GOLD™ Genomes OnLine Database: GOLD is a World Wide Web resource for comprehensive access to information regarding complete and ongoing genome projects, as well as metagenomes and metadata, around the world.

JCVI Comprehensive Microbial Resource (formerly The Institute for Genomic Research): The Comprehensive Microbial Resource (CMR) is a free website used to display information on all of the publicly available, complete prokaryotic genomes.

Sanger Centre Bacterial Genomes: The Sanger Institute bacterial sequencing effort is concentrated on pathogens and model organisms.

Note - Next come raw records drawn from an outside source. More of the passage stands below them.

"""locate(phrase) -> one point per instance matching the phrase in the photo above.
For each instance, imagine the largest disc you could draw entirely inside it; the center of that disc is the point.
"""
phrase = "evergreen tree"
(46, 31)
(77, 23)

The site provides a list of projects funded, underway or completed; all data from these projects are immediately and freely available.

Microbial Genomes from Genome Channel: Genome Channel is a computer-annotated listing of genomes maintained by the Computational Biology group at Oak Ridge National Laboratory.

Protein Data Bank: The RCSB PDB provides a variety of tools and resources for studying the structures of biological macromolecules and their relationships to sequence, function, and disease.

KEGG (Kyoto Encyclopaedia of Genes and Genomes): A grand challenge in the post-genomic era is a complete computer representation of the cell, the organism, and the biosphere, which will enable computational prediction of higher-level complexity of cellular processes and organism behaviours from genomic and molecular information. Towards this end a bioinformatics resource named KEGG has been developed as part of the research projects of the Kanehisa Laboratories in the Bioinformatics Centre of Kyoto University and the Human Genome Centre of the University of Tokyo.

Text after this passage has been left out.